2. Grant of Copyright License. Subject to the terms and conditions of
this License, each Contributor hereby grants to You a perpetual,
worldwide, non-exclusive, no-charge, royalty-free, irrevocable
copyright license to reproduce, prepare Derivative Works of,
publicly display, publicly perform, sublicense, and distribute the
Work and such Derivative Works in Source or Object form.
3. Grant of Patent License. Subject to the terms and conditions of
this License, each Contributor hereby grants to You a perpetual,
worldwide, non-exclusive, no-charge, royalty-free, irrevocable
(except as stated in this section) patent license to make, have made,
use, offer to sell, sell, import, and otherwise transfer the Work,
where such license applies only to those patent claims licensable
by such Contributor that are necessarily infringed by their
Contribution(s) alone or by combination of their Contribution(s)
with the Work to which such Contribution(s) was submitted. If You
institute patent litigation against any entity (including a
cross-claim or counterclaim in a lawsuit) alleging that the Work
or a Contribution incorporated within the Work constitutes direct
or contributory patent infringement, then any patent licenses
granted to You under this License for that Work shall terminate
as of the date such litigation is filed.
4. Redistribution. You may reproduce and distribute copies of the
Work or Derivative Works thereof in any medium, with or without
modifications, and in Source or Object form, provided that You
meet the following conditions:
(a) You must give any other recipients of the Work or
Derivative Works a copy of this License; and
(b) You must cause any modified files to carry prominent notices
stating that You changed the files; and
(c) You must retain, in the Source form of any Derivative Works
that You distribute, all copyright, patent, trademark, and
attribution notices from the Source form of the Work,
excluding those notices that do not pertain to any part of
the Derivative Works; and
(d) If the Work includes a "NOTICE" text file as part of its
distribution, then any Derivative Works that You distribute must
include a readable copy of the attribution notices contained
within such NOTICE file, excluding those notices that do not
pertain to any part of the Derivative Works, in at least one
of the following places: within a NOTICE text file distributed
as part of the Derivative Works; within the Source form or
documentation, if provided along with the Derivative Works; or,
within a display generated by the Derivative Works, if and
wherever such third-party notices normally appear.

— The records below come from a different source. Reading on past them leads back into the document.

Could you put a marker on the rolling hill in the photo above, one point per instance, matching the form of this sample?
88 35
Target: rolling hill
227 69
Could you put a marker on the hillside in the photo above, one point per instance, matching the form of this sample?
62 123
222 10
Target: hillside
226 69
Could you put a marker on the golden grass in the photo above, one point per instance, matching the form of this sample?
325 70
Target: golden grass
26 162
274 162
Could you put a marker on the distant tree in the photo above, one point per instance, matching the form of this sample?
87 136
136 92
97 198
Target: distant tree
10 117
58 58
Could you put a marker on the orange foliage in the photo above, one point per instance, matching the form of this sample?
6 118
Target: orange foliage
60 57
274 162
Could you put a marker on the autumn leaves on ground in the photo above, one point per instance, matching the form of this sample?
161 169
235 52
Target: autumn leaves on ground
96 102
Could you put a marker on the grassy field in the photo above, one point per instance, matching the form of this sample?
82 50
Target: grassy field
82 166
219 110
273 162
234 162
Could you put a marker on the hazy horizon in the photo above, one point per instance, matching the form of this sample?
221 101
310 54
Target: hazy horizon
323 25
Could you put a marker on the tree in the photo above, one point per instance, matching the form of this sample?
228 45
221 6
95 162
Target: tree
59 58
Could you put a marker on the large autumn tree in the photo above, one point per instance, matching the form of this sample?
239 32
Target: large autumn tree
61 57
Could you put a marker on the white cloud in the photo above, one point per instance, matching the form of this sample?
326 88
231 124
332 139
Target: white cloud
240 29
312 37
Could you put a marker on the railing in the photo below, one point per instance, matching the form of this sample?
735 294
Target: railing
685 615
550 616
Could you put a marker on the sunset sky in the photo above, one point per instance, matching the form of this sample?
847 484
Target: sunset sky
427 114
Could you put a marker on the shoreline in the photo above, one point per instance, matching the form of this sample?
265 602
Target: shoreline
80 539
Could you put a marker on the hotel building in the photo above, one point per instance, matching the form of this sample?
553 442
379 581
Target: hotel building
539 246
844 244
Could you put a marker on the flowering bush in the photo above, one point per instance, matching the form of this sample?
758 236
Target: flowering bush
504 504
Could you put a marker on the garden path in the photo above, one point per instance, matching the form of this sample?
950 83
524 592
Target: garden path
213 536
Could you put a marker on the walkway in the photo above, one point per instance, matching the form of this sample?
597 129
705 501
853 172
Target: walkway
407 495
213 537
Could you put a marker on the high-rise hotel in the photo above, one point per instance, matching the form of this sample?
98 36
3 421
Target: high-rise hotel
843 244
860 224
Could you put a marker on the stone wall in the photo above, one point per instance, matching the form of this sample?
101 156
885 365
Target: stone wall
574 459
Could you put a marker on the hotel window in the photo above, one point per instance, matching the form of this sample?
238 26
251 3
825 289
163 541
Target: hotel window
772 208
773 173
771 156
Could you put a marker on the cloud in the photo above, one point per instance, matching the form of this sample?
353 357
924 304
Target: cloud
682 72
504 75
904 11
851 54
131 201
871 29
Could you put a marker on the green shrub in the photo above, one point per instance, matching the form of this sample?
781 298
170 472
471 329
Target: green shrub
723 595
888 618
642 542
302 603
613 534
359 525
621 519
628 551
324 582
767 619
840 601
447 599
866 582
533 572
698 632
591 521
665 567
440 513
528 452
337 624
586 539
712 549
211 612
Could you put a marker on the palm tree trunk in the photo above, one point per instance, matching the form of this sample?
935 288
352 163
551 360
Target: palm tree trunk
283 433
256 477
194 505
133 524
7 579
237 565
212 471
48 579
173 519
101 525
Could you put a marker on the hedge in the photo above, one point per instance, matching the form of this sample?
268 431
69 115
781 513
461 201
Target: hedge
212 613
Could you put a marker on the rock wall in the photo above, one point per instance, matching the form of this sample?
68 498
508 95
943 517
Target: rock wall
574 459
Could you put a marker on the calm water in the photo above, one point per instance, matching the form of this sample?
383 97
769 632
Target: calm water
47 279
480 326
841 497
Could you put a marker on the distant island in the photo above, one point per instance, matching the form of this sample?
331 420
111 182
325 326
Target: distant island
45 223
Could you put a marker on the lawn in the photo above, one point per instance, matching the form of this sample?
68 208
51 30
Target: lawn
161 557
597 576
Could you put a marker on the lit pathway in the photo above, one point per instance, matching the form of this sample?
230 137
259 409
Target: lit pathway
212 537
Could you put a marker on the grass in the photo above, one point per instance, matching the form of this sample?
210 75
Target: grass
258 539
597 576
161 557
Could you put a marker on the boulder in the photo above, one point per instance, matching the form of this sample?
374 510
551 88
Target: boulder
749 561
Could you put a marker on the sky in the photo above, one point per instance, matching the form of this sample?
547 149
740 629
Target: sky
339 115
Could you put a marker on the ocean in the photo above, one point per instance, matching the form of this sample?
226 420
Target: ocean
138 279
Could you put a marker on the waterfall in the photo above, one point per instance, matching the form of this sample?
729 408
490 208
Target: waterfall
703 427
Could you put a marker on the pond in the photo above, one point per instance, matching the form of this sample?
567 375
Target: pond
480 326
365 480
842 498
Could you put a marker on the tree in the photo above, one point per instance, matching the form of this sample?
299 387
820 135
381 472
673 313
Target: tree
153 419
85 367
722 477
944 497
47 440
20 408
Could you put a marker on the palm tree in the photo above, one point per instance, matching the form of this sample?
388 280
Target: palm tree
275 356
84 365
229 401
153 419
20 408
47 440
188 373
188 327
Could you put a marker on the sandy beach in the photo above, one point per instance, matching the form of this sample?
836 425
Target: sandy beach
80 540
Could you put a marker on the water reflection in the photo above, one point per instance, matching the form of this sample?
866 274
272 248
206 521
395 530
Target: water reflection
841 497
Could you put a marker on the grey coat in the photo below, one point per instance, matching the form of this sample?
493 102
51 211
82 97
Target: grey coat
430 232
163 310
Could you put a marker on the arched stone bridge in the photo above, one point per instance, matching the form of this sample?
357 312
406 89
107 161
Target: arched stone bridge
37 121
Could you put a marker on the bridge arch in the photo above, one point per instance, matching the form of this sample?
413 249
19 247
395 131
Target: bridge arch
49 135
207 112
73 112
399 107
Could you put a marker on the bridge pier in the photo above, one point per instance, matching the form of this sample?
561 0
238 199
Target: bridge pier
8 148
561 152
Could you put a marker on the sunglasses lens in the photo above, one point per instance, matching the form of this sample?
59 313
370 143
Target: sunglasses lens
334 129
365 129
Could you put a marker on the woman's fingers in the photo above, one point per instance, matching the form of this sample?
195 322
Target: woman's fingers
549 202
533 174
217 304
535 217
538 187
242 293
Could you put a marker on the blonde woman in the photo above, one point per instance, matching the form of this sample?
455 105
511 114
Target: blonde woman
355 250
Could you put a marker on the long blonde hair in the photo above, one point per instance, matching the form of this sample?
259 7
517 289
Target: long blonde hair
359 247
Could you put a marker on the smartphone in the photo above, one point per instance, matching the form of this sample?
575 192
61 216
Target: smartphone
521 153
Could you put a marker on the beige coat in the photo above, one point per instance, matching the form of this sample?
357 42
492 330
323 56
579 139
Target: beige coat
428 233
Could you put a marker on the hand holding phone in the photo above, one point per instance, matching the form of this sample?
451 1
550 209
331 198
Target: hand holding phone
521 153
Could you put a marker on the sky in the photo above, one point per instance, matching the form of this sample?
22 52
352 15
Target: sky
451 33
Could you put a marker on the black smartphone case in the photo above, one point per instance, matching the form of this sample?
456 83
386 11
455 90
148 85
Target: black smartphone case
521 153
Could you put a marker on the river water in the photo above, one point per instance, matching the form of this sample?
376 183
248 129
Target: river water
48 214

The contents
of the NOTICE file are for informational purposes only and
do not modify the License. You may add Your own attribution
notices within Derivative Works that You distribute, alongside
or as an addendum to the NOTICE text from the Work, provided
that such additional attribution notices cannot be construed
as modifying the License.
You may add Your own copyright statement to Your modifications and
may provide additional or different license terms and conditions
for use, reproduction, or distribution of Your modifications, or
for any such Derivative Works as a whole, provided Your use,
reproduction, and distribution of the Work otherwise complies with
the conditions stated in this License.
5. Submission of Contributions. Unless You explicitly state otherwise,
any Contribution intentionally submitted for inclusion in the Work
by You to the Licensor shall be under the terms and conditions of
this License, without any additional terms or conditions.
Notwithstanding the above, nothing herein shall supersede or modify
the terms of any separate license agreement you may have executed
with Licensor regarding such Contributions.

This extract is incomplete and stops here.